I see in my kids a very interesting case study in gender identity. Laylee, the ever dainty one, who cries if a droplet of water enters a 3 inch radius around either eye and begs for a towel. Who demands a napkin at the beginning of each meal and uses it after every bite, also pointing out when I have a stray crumb of food on my face. “MOMMY! Please wipe that OFF!” How embarrassing!
Magoo is the manliest of men. He is all physical and quite acrobatic in his movements. He crawls along smoothly, going over rather than around any items in his path – be they toys, furniture, steps or fallen comrades (read this: Mom laying in a drooling face-plant in the middle of the living room floor at the end of the day).
Earlier today I was watching him charge over a small children’s couch and I told my friend, “He looks like that space thing, the module…the Mars Rover thing, just bouncing over things and adjusting and overtaking everything in his path.” He has no fear of injury.
Tonight some friends had us over for dinner and were watching him go and the husband said, “he’s like that lunar….module…thing.”
“The Mars Rover?” I piped in.
Yep. We all agree. That’s our little buddy. Sheesh! He’s crazy. In the past I’ve referred to him as a psycho-bot, but I think Mars-Rover is more appropriate.
Laylee, on the other hand, keeps getting more and more girly. In my recent book club book, we learned about the differences in the way men and women communicate with each other. While men will seek to find a solution to a problem that’s presented to them in conversation, women are more likely to identify with the speaker and try to share a similar personal experience to make the speaker feel better about herself.
I thought this was something learned over time. Not so, my friends.
I was standing in the kitchen the other day when, for no apparent reason, I inhaled my own spit and went into purple-faced convulsions. I gasped for breath and grabbed for the counter to steady myself. I thought I was dying as one does when one inhales one’s own spit for no apparent reason. I’m sure you’ve done it yourself and, if you’re a woman, you’d tell me about that experience and we’d all be comforted and feel the love.

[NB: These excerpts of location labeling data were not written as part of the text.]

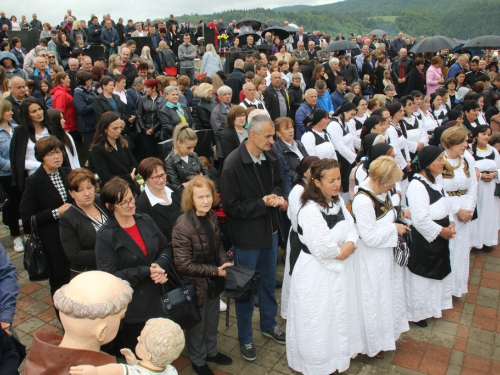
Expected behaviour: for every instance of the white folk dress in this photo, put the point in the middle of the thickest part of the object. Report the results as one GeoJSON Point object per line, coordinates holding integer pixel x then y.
{"type": "Point", "coordinates": [323, 329]}
{"type": "Point", "coordinates": [293, 209]}
{"type": "Point", "coordinates": [460, 245]}
{"type": "Point", "coordinates": [379, 279]}
{"type": "Point", "coordinates": [485, 227]}
{"type": "Point", "coordinates": [426, 298]}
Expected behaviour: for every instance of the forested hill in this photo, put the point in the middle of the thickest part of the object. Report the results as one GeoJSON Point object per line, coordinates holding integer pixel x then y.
{"type": "Point", "coordinates": [461, 19]}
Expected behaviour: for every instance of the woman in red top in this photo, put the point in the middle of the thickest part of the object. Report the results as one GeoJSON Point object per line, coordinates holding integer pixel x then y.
{"type": "Point", "coordinates": [62, 100]}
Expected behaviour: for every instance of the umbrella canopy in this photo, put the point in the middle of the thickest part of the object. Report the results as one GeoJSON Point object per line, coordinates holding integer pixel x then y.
{"type": "Point", "coordinates": [378, 32]}
{"type": "Point", "coordinates": [273, 23]}
{"type": "Point", "coordinates": [485, 41]}
{"type": "Point", "coordinates": [434, 44]}
{"type": "Point", "coordinates": [341, 45]}
{"type": "Point", "coordinates": [243, 38]}
{"type": "Point", "coordinates": [255, 23]}
{"type": "Point", "coordinates": [277, 31]}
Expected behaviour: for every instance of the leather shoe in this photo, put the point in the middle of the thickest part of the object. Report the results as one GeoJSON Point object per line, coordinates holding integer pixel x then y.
{"type": "Point", "coordinates": [220, 359]}
{"type": "Point", "coordinates": [202, 370]}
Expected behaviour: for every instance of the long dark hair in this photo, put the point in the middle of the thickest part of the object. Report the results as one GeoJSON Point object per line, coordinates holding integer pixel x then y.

Laylee asked, “Are you sick?”
Laylee: Are you okay?
Me: Yes. I’m (gasp) fine. (yorkle-snorkle-gasp) I just have a (gurgle-dy-gasp) a silly cough. (balgerloojie-hack)
Laylee (very seriously): It’s okay Mommy. I had a really silly cough sometimes too.
I did not make that up. As soon as I could catch my breath, I called Dan and said “HA! It’s innate. We ALL do it.”
Boys, on the other hand, are whirling-churning-psycho-bot-Mars-rovers-of-destruction. But we like them. And instead of comforting you with stories of their own near-death experiences while you asphyxiate yourself, they may actually get you a glass of water.